Path: utzoo!attcan!utgpu!water!watmath!clyde!att!osu-cis!tut.cis.ohio-state.edu!mailrus!cornell!uw-beaver!uw-june!pardo
From: pardo@june.cs.washington.edu (David Keppel)
Newsgroups: comp.lang.misc
Subject: Re: Machine-independent intermediate languages
Summary: 3 of them, the key is where/how you throw away info.
Keywords: IR languages virtual machine
Message-ID: <6004@june.cs.washington.edu>
Date: 9 Oct 88 18:49:07 GMT
References: <e2uEl#2ORJzO=eric@snark.UUCP> <853@goofy.megatest.UUCP> <905@sword.bellcore.com> <5933@june.cs.washington.edu> <30151@oliveb.olivetti.com> <815@super.ORG>
Reply-To: pardo@cs.washington.edu (David Keppel)
Organization: U of Washington, Computer Science, Seattle
Lines: 88

>[ if IR doesn't support your langauge's feature, it hurts ]

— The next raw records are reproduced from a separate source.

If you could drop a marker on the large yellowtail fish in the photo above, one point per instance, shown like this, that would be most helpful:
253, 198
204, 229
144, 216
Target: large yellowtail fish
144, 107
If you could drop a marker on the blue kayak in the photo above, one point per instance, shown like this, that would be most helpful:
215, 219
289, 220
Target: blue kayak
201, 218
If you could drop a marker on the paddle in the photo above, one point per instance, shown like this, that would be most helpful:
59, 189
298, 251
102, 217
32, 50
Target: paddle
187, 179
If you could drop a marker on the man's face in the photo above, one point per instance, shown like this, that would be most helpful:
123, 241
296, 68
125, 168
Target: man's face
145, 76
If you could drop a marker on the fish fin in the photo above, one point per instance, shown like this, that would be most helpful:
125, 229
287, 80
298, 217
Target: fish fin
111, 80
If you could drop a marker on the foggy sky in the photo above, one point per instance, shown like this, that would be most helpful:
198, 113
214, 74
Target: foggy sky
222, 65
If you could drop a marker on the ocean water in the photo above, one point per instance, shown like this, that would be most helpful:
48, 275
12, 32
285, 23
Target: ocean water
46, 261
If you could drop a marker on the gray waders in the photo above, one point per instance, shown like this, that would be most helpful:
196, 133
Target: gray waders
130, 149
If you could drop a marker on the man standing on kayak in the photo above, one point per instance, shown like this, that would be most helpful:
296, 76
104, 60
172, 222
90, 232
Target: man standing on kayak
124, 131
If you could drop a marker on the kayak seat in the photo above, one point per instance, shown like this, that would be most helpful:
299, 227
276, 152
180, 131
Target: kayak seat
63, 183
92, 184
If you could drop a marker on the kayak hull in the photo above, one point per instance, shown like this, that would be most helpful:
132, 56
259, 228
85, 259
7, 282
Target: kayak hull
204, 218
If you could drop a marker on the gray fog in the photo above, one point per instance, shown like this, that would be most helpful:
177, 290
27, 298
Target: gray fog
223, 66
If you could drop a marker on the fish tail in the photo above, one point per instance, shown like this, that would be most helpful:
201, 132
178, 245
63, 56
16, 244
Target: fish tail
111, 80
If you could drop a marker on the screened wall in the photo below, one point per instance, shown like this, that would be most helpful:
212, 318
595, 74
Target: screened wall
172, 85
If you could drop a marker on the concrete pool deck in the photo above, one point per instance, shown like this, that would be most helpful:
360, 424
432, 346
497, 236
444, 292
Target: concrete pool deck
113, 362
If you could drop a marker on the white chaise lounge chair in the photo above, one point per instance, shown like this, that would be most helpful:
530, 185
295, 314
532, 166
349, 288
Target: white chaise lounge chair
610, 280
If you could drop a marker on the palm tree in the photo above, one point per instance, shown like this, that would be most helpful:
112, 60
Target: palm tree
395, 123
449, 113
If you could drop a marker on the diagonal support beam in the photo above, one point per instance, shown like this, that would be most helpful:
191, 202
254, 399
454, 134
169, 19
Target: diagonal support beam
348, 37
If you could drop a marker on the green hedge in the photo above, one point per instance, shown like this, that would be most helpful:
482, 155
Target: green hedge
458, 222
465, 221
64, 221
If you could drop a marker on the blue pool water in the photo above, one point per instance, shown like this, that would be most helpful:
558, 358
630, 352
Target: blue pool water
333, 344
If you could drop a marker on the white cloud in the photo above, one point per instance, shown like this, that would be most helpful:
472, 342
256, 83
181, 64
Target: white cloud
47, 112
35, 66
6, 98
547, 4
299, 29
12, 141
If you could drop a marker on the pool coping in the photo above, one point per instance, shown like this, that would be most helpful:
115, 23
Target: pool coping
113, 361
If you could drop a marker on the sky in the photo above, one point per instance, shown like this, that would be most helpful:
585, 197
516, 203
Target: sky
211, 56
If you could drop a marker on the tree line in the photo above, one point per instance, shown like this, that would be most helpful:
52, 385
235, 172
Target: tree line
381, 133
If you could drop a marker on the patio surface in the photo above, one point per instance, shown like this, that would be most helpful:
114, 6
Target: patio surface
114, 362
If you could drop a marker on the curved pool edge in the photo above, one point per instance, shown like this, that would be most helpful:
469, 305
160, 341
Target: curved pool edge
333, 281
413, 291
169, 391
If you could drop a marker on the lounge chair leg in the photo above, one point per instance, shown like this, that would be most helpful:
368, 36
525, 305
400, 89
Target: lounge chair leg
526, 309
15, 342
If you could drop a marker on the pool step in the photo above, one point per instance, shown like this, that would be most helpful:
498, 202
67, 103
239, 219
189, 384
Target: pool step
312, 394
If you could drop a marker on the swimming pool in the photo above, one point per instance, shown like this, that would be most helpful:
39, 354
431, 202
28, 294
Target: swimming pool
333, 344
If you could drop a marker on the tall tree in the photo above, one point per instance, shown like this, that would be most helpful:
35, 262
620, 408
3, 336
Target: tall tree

( This is a slight formalization of something I've "known" for a while
but had never put together.  I hope this is useful to everybody).

My compilers prof introduced me to the ideas of "union IR" and
"intersection IR".  A union IR has primitive descriptions for every
primitive in all of the languages that it is supposed to support.  An
intersection IR has primitives for only those primitives common to all
languages.  There are a couple things to get out of this:

* The union...intersection IR describes a range of primitives to
  support langauges.  These in turn define a language.
* A machine-independent IR spec says nothing about the primitives
  supported by the machine.  Thus you may be throwing out efficient
  primitives available on some machine.
* A full union IR is hard to build and maintain and is probably quite
  inefficient.
* An instersection IR requires mapping complex operators (e.g., the
  APL "transpose" operator) down to a concatentaion of simple
  primitives (e.g., function call, nested loops).  Unless the simple
  operations can be re-recognized as the complex operation, many
  efficient compilation techniques cannot be used. 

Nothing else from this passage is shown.